Open Journal of Orthopedics
Vol.08 No.02(2018), Article ID:82403,7 pages
10.4236/ojo.2018.82005

Kahler’s Disease with a Rare Clinical form and Review of Literature

R. D. Gogoua, D. G. Gogoua, M. Kaba

Maitre de Conférence Agrégé, Service d’Orthopédie Traumatologie, Abidjan, Ivory Coast

Copyright © 2018 by authors and Scientific Research Publishing Inc.

This work is licensed under the Creative Commons Attribution International License (CC BY 4.0).

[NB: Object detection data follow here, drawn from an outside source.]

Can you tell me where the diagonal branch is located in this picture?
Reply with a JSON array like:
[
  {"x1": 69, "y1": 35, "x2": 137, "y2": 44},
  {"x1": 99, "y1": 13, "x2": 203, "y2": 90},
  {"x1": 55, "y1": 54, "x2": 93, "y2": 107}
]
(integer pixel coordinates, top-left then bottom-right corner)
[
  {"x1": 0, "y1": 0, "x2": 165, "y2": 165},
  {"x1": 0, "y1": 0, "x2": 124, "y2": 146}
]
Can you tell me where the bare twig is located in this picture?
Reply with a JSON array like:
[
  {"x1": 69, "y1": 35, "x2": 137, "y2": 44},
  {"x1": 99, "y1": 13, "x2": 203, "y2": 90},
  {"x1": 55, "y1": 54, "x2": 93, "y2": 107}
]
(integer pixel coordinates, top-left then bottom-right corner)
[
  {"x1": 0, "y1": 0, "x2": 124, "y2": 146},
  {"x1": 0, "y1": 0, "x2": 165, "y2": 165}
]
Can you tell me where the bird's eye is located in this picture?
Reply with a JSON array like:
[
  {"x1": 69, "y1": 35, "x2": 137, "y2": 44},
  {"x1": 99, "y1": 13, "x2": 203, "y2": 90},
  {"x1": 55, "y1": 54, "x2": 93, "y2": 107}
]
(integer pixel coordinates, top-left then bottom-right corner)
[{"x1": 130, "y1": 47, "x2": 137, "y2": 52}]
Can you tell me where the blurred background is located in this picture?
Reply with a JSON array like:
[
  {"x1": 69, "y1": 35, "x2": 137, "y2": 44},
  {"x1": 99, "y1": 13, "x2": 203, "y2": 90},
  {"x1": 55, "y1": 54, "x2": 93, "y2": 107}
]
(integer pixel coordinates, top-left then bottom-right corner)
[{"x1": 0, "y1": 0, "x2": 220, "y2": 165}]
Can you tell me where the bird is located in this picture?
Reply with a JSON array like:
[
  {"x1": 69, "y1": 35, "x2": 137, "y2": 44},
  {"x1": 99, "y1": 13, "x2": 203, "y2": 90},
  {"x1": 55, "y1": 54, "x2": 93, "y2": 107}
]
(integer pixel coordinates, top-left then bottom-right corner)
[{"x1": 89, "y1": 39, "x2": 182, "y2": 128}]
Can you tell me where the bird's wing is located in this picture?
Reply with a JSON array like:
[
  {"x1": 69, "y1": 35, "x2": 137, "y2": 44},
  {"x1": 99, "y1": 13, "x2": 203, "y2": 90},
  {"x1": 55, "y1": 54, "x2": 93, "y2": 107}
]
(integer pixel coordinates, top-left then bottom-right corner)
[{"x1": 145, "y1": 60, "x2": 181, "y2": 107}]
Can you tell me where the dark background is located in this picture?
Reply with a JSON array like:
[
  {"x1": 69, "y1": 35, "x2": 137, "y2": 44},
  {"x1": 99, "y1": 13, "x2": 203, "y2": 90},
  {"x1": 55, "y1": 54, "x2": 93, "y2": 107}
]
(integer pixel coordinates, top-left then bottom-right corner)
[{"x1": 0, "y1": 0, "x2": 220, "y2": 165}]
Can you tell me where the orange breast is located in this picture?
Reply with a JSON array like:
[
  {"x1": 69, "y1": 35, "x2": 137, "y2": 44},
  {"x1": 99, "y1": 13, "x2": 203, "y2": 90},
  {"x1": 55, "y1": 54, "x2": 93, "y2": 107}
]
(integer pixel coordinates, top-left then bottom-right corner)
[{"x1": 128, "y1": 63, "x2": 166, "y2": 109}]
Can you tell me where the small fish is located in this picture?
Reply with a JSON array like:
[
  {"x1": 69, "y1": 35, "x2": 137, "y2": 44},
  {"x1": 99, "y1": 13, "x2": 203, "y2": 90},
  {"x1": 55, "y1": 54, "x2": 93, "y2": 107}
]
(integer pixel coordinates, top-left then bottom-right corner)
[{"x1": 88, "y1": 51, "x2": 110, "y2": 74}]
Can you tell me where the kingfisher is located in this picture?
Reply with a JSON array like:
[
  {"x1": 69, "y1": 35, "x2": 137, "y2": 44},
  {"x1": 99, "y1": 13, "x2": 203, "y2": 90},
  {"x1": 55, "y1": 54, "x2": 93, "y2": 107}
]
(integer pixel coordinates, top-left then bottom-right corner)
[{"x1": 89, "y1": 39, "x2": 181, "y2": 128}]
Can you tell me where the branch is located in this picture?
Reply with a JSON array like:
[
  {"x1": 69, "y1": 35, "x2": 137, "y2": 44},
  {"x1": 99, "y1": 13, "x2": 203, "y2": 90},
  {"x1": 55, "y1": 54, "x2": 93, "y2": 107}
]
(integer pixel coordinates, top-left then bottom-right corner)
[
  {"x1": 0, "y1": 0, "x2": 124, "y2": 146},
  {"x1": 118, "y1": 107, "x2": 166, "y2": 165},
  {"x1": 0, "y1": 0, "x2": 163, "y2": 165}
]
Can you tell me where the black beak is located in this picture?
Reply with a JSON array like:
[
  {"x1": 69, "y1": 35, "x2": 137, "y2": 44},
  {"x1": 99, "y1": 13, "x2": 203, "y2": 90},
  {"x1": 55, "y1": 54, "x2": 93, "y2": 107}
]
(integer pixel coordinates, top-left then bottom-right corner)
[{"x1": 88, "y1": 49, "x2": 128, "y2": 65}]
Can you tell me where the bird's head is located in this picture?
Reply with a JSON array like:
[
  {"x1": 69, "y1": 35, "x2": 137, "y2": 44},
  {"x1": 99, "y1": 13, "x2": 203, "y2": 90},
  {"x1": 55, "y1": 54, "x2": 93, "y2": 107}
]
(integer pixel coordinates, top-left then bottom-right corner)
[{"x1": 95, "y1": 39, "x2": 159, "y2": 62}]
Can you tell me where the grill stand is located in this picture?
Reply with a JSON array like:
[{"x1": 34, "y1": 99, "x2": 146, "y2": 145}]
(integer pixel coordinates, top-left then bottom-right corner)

http://creativecommons.org/licenses/by/4.0/

Received: December 29, 2017; Accepted: February 8, 2018; Published: February 11, 2018

ABSTRACT

Kahler’s disease or “multiple myeloma” is a cancerous disease of the bone marrow. It may appear straightaway in its multiple myeloma form or in the form of solitary bone plasmacytoma or extra bone plasmacytoma. In the extra bone form, its orbital location as the first symptom is exceptional. Our case concerned a 49-year-old female patient without significant medical history who was followed for 6 months for a voluminous left exophthalmos. This ocular symptomatology was accompanied six months after by acute bone pains in the spine and pelvis then by a pathological fracture of the left trochanter. Histological assessment during the treatment showed the diagnosis of Kahler’s disease. The serum calcium was 106 mmol/l, a blood level of chloride to 96 mmol/l, of potassium to 5.36 mmol/l, of sodium to 136 mmol/l. The 24-hour proteinuria was 0.30 g/l and indicated renal impairment. The patient had anemia with a hemoglobin level to 8.8 g/l. Tumor markers were normal; in particular the CA was 13.148, ACE-2 to 1.013 ng/ml and CA19-9 to 5.029 IU/ml. The patient was transferred to a specialized unit but died before the start of treatment. Thus any isolated exophthalmos or accompanied by bone signs must systematically suggest Kahler’s disease and make undertake investigations in this direction. It is on this condition that an early management of the disease can improve the prognosis of the disease and prolong the patient’s life.

Keywords:

Kahler’s Disease, Plasmacytoma, Orbital Location of

1. Introduction

Kahler’s disease or “multiple myeloma” is a cancerous disease of the bone marrow caused by the proliferation of plasma cells, specialized cells in the production of immunoglobulins. It can take various clinical forms and the most common symptoms are represented by bone pain and spontaneous fractures [1] [2] ; sometimes an anemia or repeated infections, in particular lung. This pathology most commonly affects people over 50 years and is more common in men than in women [2] [3] .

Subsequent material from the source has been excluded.